I do, though perhaps an ignorant life would be simpler. "Alien" is a word with a definition. Perhaps "foreign" is a better word. Forgive me for attempting to wield the English language.
No one well will use your fucking disk if you mount it exclusively in a pod. Does that make sense? You must be a joy to work with.
> The point isn't that you cannot, the point is that a container runtime will only stand in your way when you try to do it.
I have no idea what this means. How does kubernetes stand in your way?
> No you cannot. Not through Kubernetes. You need to do this on the node that hosts kubelet.
This is incorrect. You can absolutely configure the kubelet to reserve cores and offer exclusive cores to pods by setting a CPU management policy. I know because I was waiting for this for a very long time for all of the reason in the discussion here. It works fine.
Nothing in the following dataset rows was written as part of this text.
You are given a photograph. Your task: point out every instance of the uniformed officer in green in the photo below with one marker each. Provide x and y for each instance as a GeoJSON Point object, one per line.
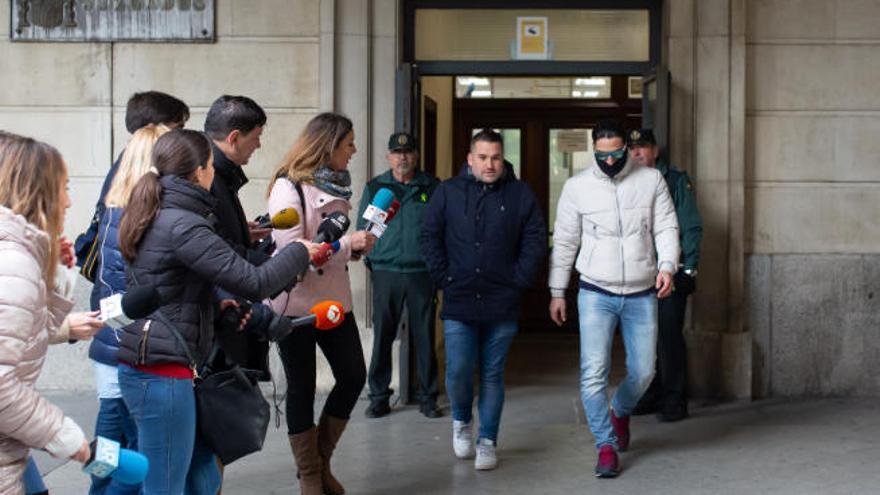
{"type": "Point", "coordinates": [399, 277]}
{"type": "Point", "coordinates": [667, 394]}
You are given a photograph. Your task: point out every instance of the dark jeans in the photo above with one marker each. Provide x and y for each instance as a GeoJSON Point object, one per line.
{"type": "Point", "coordinates": [390, 292]}
{"type": "Point", "coordinates": [33, 481]}
{"type": "Point", "coordinates": [670, 382]}
{"type": "Point", "coordinates": [342, 348]}
{"type": "Point", "coordinates": [115, 422]}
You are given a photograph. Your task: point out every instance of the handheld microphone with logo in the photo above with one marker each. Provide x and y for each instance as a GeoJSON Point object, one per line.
{"type": "Point", "coordinates": [331, 229]}
{"type": "Point", "coordinates": [287, 218]}
{"type": "Point", "coordinates": [377, 212]}
{"type": "Point", "coordinates": [377, 229]}
{"type": "Point", "coordinates": [120, 310]}
{"type": "Point", "coordinates": [326, 315]}
{"type": "Point", "coordinates": [110, 459]}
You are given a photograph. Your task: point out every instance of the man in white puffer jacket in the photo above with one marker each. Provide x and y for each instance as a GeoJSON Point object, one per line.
{"type": "Point", "coordinates": [619, 220]}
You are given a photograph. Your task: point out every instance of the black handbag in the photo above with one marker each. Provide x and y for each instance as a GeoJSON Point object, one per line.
{"type": "Point", "coordinates": [232, 416]}
{"type": "Point", "coordinates": [87, 249]}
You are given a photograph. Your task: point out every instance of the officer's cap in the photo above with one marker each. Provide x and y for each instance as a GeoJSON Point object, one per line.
{"type": "Point", "coordinates": [402, 141]}
{"type": "Point", "coordinates": [641, 137]}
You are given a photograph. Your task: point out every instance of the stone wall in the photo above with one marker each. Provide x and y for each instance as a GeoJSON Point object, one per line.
{"type": "Point", "coordinates": [813, 196]}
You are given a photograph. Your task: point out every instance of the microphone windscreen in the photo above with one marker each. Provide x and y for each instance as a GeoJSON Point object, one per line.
{"type": "Point", "coordinates": [132, 469]}
{"type": "Point", "coordinates": [329, 314]}
{"type": "Point", "coordinates": [383, 199]}
{"type": "Point", "coordinates": [393, 208]}
{"type": "Point", "coordinates": [141, 301]}
{"type": "Point", "coordinates": [287, 218]}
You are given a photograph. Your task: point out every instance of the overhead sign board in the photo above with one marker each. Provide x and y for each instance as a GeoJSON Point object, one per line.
{"type": "Point", "coordinates": [112, 20]}
{"type": "Point", "coordinates": [531, 38]}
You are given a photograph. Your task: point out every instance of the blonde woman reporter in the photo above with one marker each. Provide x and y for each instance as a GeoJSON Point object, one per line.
{"type": "Point", "coordinates": [114, 420]}
{"type": "Point", "coordinates": [33, 306]}
{"type": "Point", "coordinates": [313, 178]}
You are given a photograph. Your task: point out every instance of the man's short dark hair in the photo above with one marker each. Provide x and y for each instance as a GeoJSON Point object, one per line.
{"type": "Point", "coordinates": [488, 136]}
{"type": "Point", "coordinates": [154, 107]}
{"type": "Point", "coordinates": [233, 113]}
{"type": "Point", "coordinates": [608, 129]}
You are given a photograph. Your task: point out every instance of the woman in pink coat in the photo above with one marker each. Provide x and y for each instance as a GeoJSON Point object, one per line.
{"type": "Point", "coordinates": [313, 178]}
{"type": "Point", "coordinates": [33, 306]}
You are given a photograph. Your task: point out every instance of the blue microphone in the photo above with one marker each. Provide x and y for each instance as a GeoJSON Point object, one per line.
{"type": "Point", "coordinates": [378, 209]}
{"type": "Point", "coordinates": [110, 459]}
You clearly have an axe to grind and it seems pretty obvious you're not willing to do the work to understand what you're complaining about. It might help to start by googling what a container runtime even is, but I'm not optimistic.
- containers are each isolated in a VM (aka virtualized)
- workloads are not homogenous and change often (your neighbor today may not be your neighbor tomorrow)
I believe these are fair assumptions if you’re running on generic infrastructure with kubernetes.
In this setup, my concerns are pretty much noisy neighbors + throttling. You may get latency spikes out of nowhere and the cause could be any of:
- your neighbor is hogging IO (disk or network)
- your database spawned too many threads and got throttled by CFS
- CFS scheduled your DBs threads on a different CPU and you lost your cache lines
In short, the DB does not have stable, predictable performance, which are exactly the characteristics you want it to have. If you ran the DB on a dedicated host you avoid this whole suite of issues.
You can alleviate most of this if you make sure the DB’s container gets the entire host’s resources and doesn’t have neighbors.
> - containers are each isolated in a VM (aka virtualized)
Why are you assuming containers are virtualized? Is there some container runtime that does that as an added security measure? I thought they all use namespaces on Linux.
Not so; neither Kata containers nor Firecracker are in widespread public use today. (Source: I work for AWS and consult regularly with container services customers, who both use AWS and run on premise.)